Buying or selling a home can be a complicated process on its own. If that home happens to be part a Community Association, there's going to be a few added steps to what seems like an already overwhelming process. So where to start? Well, the basics, of course. Although each State may have varying requirements when it comes to specifics, the one thing they all have in common is that a general resale package shall be made available to those involved in a Real Estate transaction. Again, the exact content will vary, however resale packages ensure that the buyer is receiving the information they need in order to make a fully informed decision on what likely will be one of the largest investments they will make. It also gives title companies the information they need to execute a smooth closing process.
TABLE OF CONTENTS
- The Resale Lifecycle
- Section 1: Listing the Unit for Sale and Contract Negotiations
- Section 2: After the Contract has Been Signed
- Frequently Asked Questions:
The Resale Lifecycle
Below you can find the typical order of events when a unit is being sold. It is important to note that not all transactions go the exact same way, however most will follow this basic outline.

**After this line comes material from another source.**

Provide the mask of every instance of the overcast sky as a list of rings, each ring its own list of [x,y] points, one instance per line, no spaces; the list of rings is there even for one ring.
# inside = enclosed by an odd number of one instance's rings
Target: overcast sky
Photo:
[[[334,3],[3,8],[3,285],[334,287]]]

Section 1: Listing the Unit for Sale and Contract Negotiations
All transactions have to start somewhere. Owners or their Realtors may contact the Community Management company in preparation of listing their home, or while they are in the contract negotiation process to obtain basic information such as:
- Assessment rates
- Community Restrictions (rental restrictions, age restrictions, etc.)
- Buyer approval processes
- Community Amenities
There are no requirements at this stage (in most States) that will compel owners or their representatives to seek this information out from the management company, however many will opt to do so to ensure that they will have accurate information in their listing.

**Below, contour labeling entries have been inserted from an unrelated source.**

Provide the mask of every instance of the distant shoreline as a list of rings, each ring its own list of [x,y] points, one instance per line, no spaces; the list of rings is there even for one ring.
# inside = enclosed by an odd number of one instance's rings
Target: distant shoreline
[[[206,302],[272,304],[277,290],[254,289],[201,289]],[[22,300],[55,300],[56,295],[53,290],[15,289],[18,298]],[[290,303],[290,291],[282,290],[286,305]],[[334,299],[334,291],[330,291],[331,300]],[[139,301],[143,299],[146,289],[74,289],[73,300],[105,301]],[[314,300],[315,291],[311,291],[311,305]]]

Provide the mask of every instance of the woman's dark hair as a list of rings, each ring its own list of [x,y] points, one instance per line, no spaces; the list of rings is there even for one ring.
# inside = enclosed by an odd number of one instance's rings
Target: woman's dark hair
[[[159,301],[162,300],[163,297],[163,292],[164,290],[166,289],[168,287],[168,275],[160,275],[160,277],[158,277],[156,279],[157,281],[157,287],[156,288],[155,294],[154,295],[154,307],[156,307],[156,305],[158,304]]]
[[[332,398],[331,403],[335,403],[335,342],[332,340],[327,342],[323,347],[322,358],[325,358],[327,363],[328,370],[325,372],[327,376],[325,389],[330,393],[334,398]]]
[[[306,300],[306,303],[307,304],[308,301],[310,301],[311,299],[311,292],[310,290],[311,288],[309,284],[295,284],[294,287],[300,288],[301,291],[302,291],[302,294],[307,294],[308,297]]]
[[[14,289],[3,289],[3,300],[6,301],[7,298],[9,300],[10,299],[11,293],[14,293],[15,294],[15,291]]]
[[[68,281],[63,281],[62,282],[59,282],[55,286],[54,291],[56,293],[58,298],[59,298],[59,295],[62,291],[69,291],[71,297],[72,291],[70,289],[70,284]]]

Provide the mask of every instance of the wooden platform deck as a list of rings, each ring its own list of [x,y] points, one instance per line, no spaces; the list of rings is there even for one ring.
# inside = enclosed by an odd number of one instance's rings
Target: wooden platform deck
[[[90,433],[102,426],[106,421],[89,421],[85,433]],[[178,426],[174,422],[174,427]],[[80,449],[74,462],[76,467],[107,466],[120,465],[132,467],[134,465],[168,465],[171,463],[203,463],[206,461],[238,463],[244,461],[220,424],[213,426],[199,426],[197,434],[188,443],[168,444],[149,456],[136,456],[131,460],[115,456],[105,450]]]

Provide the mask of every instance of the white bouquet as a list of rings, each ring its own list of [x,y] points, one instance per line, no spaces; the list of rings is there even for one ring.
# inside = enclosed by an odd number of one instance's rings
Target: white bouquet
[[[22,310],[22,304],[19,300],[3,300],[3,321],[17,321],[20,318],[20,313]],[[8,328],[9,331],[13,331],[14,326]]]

Section 2: After the Contract has Been Signed
Generally this is the stage where all the questions and requests for documents start pouring in from Realtors, Title Companies, and Lenders and the point in which Community Associations and their managing agents are obligated to fulfill these requests to satisfy any State statutes.
The Owner, Realtor, Attorney, or Title Company will submit their official request for required Resale Disclosure documents. These documents can include, but are not limited to the following:
Resale Disclosure Information
The actual document names and content will vary by State, however the most general term that is used is a Resale Certificate. This is a document or a collection of documents that provides general and financial information for the Community as a whole as well as the specific unit that is being sold, including any account balances that will be due to the Community and/or managing agent at closing. Most jurisdictions have statutory requirements in place that govern exactly what information it must contain and a time frame in which it needs to be provided. Failure to provide could result in a Community or Managing agent violating these statutes. The most common pieces of information that are required to be disclosed are as follows:
- Capital expenditures, both current and anticipated
- Operating and Reserve account balances
- Budget information
- Pending special assessments
- Legal disclosures
- Insurance information
- Meeting minutes
- Pending unit violations
- Unit account balances
- Governing Documents (Articles, Declarations, Bylaws, Rules, etc.)
Although there are no State requirements that govern the content and delivery of Lender Questionnaires, often times lenders will require them in order to fund a purchaser's loan. It's important to note that these are considered separate products from the typical Resale Disclosure information and must be submitted as a separate request. A lender will need to follow the same steps of placing their request via the Marketplace.
Frequently Asked Questions:
How are these requests submitted and is there a cost?
For An Associa managed Community utilizing Community Archives, shoppers will be directed to the Marketplace to submit their document requests. A processing fee will apply for most requests and the costs will vary depending on several factors such as the Jurisdiction, documents selected and delivery times. Upon payment of any applicable processing fees, (unless up front collection is prohibited) the document order will be prepared accordingly and delivered to the shopper within the requested timeframe.
How long will it take to receive the information?
All orders will show an estimated delivery date to the shopper when the request is submitted. The delivery times are determined and can be affected by several factors including:
- Requirements by the State/Jurisdiction
- Type of document requested
- Priority service selected
- When payment is received
The most common window for delivery will be within 10 business days from receipt of payment, however it is extremely important to note the variables above.
Who will receive the information once it is delivered?
This will depend on who submits the request. Anyone involved in the Real Estate transaction can submit the order and Community Archives will deliver the information to the shopper that placed the order as well as any additional recipients the shopper added during checkout. Once the information is sent to the shopper, they can forward to whoever needs to receive it.